The interface was also somewhat klunky – being similar enough to a standard first-person shooter controls but with enough variations to make the controls a little awkward (the need to hold down the right mouse button while steering with the mouse and the inability of the keyboard to change the pitch of motion were annoying). The software also didn’t feel complete bug-free. Just to see what would happen, I deliberately failed a mission requiring me to identify and destroy 5 infected cells before a viral infection destroyed 5 healthy cells. When I re-started the mission, the count of destroyed healthy cells began at 5 – is it any wonder that I failed the mission, again?

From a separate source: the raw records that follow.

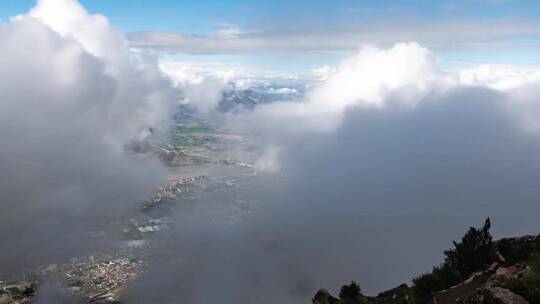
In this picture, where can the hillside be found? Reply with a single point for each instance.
(476, 271)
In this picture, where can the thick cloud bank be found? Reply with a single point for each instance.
(387, 161)
(71, 97)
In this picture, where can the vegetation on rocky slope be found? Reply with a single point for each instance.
(476, 270)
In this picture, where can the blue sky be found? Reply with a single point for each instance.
(308, 33)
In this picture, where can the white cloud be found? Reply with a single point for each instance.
(500, 77)
(72, 96)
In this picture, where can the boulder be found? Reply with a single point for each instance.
(495, 295)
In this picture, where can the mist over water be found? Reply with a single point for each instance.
(369, 177)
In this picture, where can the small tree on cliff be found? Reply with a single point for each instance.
(350, 292)
(474, 252)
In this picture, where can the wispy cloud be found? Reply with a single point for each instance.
(316, 38)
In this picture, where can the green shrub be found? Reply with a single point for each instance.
(473, 253)
(529, 284)
(442, 277)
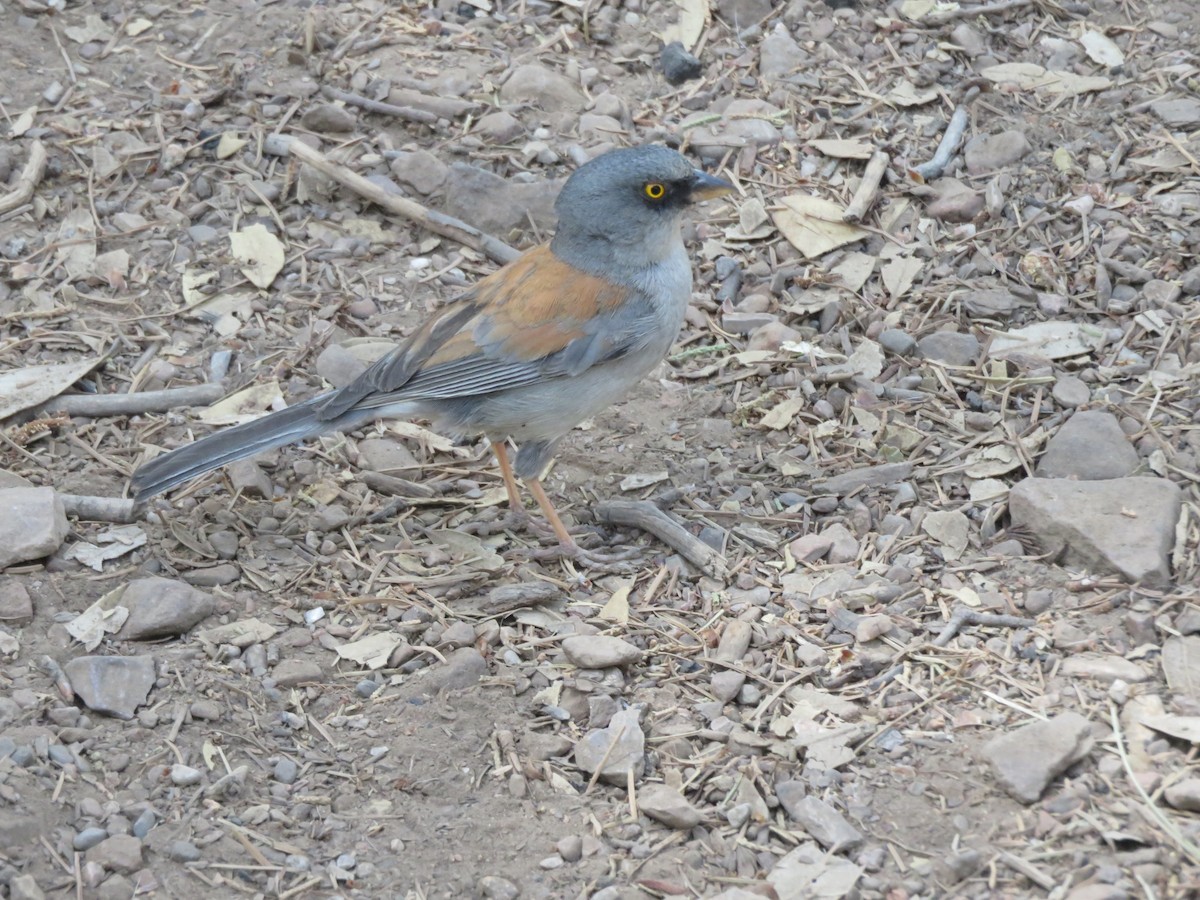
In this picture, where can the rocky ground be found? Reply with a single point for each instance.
(933, 431)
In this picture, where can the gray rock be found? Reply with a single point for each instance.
(1090, 445)
(119, 853)
(666, 805)
(899, 342)
(250, 480)
(543, 88)
(619, 748)
(989, 153)
(1069, 391)
(954, 202)
(953, 348)
(1177, 113)
(994, 304)
(1120, 526)
(420, 171)
(33, 523)
(495, 205)
(463, 669)
(827, 826)
(329, 118)
(600, 652)
(779, 55)
(1027, 759)
(114, 685)
(499, 127)
(161, 607)
(339, 366)
(16, 605)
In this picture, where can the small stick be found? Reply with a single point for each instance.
(868, 189)
(648, 517)
(100, 405)
(30, 177)
(99, 509)
(949, 143)
(377, 106)
(437, 222)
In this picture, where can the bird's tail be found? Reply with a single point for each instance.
(287, 426)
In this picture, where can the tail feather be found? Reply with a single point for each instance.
(286, 426)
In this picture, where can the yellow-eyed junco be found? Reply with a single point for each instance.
(533, 349)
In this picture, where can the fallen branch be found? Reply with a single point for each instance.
(377, 106)
(99, 509)
(30, 177)
(100, 405)
(949, 143)
(868, 189)
(649, 519)
(437, 222)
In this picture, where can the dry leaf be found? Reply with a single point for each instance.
(814, 226)
(694, 16)
(259, 252)
(1030, 76)
(244, 406)
(31, 387)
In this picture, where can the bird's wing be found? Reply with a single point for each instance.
(537, 319)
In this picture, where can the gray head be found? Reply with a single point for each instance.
(622, 209)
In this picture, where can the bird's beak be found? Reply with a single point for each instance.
(706, 187)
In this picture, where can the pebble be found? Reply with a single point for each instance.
(600, 652)
(33, 523)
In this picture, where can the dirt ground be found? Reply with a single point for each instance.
(840, 750)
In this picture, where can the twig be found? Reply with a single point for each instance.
(99, 405)
(966, 12)
(648, 517)
(99, 509)
(377, 106)
(868, 189)
(949, 143)
(30, 177)
(437, 222)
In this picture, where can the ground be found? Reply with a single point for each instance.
(825, 711)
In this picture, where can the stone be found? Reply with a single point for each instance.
(543, 88)
(419, 169)
(780, 55)
(1069, 391)
(33, 523)
(954, 202)
(989, 153)
(615, 750)
(1091, 447)
(954, 348)
(119, 853)
(666, 805)
(250, 480)
(114, 685)
(339, 366)
(1119, 526)
(161, 607)
(16, 605)
(499, 127)
(294, 672)
(329, 118)
(1027, 759)
(827, 826)
(600, 652)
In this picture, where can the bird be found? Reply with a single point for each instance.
(527, 353)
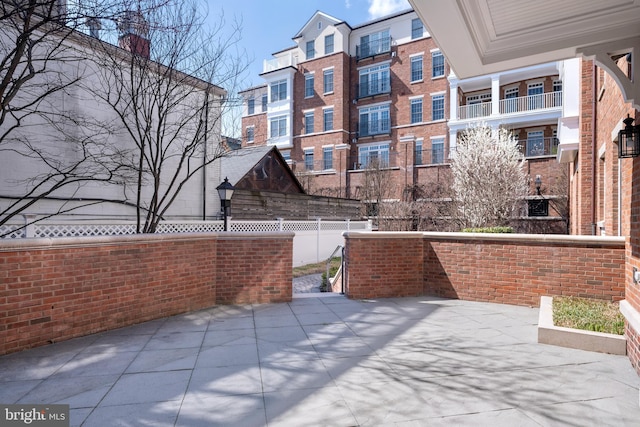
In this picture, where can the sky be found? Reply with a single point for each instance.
(269, 25)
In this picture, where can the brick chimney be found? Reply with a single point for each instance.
(134, 33)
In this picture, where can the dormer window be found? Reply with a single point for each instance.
(311, 49)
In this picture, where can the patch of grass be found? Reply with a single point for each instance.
(588, 314)
(317, 268)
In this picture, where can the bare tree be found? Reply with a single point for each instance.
(168, 95)
(49, 147)
(489, 181)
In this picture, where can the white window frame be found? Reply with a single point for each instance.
(309, 90)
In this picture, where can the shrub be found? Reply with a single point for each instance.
(489, 230)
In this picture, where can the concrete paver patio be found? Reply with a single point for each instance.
(325, 360)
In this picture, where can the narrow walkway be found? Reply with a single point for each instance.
(328, 361)
(307, 284)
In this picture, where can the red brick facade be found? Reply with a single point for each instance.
(53, 290)
(483, 268)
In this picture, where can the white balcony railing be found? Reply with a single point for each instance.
(541, 101)
(520, 104)
(278, 63)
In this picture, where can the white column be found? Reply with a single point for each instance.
(495, 95)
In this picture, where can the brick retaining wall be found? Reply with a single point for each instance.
(56, 289)
(505, 268)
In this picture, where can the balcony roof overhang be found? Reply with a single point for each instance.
(481, 37)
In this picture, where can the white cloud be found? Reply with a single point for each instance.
(379, 8)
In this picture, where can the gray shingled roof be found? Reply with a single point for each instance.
(239, 162)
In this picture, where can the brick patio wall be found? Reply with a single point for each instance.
(55, 289)
(504, 268)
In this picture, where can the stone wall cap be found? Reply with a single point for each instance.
(7, 245)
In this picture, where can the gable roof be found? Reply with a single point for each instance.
(334, 21)
(239, 166)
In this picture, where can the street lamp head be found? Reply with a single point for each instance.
(225, 190)
(538, 183)
(629, 139)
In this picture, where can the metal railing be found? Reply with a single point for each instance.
(374, 127)
(373, 47)
(374, 88)
(542, 101)
(534, 147)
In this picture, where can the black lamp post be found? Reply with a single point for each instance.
(538, 182)
(225, 191)
(629, 139)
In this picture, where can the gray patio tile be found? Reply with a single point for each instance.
(147, 387)
(317, 318)
(77, 392)
(228, 355)
(311, 407)
(235, 337)
(87, 364)
(294, 375)
(226, 323)
(283, 352)
(160, 414)
(107, 343)
(282, 334)
(12, 391)
(164, 360)
(203, 409)
(177, 339)
(226, 381)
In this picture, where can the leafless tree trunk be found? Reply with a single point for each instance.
(47, 150)
(169, 98)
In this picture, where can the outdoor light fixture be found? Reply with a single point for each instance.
(629, 139)
(225, 191)
(538, 182)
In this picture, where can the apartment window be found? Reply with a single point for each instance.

With all that said, I do believe that this was a very impressive effort that just needs a little polishing. The music and graphics were a little hokey, and the lesson plan materials need to be fleshed out a bit better, but the game mechanics were designed very well to ingrain visually and physically how monocyte transmigration worked, how white blood cells are recruited, and how basic viral and bacterial pathogens spread infection. While I wouldn’t say I’m yet fully convinced that this approach will work, I am optimistic that this is a good method to help scientists convey very complicated phenomena to students.